The upshot is that the Senate is now on a tight deadline. The Senate seats need to be redrawn in time for the 2016 elections, as do the congressional seats that are the target of next month’s special session.

Election supervisors need to adjust precinct lines and the courts need to approve the new electoral maps before the Legislature passes them. Potential candidates also need time to prepare, and voters need to know if they’ve been placed in a new district. That’s a tall order given the relatively short period of time.

The best course is for lawmakers to avoid fruitless political infighting and to steer clear of any backroom dealing like the kind that sank the original redistricting effort. That’s how they got in trouble to begin with. Have they learned their lesson?

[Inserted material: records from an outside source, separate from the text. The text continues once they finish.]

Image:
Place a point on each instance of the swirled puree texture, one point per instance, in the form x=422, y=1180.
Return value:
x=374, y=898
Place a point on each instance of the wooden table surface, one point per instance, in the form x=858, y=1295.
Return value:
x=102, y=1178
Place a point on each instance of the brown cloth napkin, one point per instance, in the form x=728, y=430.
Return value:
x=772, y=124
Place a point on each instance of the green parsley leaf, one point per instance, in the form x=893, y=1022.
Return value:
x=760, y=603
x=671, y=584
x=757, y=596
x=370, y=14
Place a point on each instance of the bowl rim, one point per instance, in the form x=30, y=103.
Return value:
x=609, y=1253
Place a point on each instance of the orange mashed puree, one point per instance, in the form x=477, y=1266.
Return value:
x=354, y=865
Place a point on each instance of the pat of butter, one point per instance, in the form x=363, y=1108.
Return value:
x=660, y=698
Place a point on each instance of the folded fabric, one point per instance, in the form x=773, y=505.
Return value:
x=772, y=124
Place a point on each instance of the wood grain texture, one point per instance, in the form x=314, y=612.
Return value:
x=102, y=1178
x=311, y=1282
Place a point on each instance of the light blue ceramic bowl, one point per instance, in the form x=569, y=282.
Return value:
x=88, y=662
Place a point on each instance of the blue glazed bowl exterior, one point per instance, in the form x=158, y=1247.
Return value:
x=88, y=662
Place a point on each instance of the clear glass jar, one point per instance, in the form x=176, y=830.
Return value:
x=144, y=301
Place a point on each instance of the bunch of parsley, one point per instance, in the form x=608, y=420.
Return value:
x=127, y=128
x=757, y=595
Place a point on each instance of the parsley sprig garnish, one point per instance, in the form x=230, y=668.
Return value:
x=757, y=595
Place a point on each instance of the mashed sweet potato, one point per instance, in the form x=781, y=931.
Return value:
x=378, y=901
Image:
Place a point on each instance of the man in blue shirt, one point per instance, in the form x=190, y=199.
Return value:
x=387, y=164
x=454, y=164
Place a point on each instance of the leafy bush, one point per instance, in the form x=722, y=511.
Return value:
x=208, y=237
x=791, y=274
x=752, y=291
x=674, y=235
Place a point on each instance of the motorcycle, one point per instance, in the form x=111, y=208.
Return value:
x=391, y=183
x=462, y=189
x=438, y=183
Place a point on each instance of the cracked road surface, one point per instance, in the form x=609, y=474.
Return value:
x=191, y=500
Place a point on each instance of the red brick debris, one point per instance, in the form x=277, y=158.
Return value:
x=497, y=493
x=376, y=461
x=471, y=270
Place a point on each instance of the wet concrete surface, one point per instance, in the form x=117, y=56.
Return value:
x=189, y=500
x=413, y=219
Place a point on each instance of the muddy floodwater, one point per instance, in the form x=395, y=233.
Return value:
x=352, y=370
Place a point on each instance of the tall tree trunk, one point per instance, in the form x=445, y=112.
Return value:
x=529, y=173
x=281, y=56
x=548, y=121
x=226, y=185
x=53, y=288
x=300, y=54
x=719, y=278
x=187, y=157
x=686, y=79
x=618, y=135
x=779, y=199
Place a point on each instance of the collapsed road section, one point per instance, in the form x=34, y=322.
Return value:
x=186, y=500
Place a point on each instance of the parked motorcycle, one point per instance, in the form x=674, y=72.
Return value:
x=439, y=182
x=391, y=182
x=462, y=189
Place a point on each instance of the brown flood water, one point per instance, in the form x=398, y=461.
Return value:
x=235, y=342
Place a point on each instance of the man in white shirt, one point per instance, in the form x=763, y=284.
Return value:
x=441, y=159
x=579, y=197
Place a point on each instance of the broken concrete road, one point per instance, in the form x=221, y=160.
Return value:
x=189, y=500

In throwing in the towel, Senate leaders saved the taxpayers the cost of pursuing a futile and money-wasting lawsuit on behalf of a dubious cause. That’s a good thing, of course.

This time they have to get it right. Indeed, they should have the first time. That would have avoided all the time, expense, and embarrassment of being taken to the woodshed by the courts and advocates for the cause of fair elections.

Every politically aware person in Florida knows that old habits like gerrymandering die hard in Tallahassee, yet it’s not asking too much to expect the people’s representatives to avoid skirting the law or the requirements of the state Constitution. That, after all, is their bottom-line duty.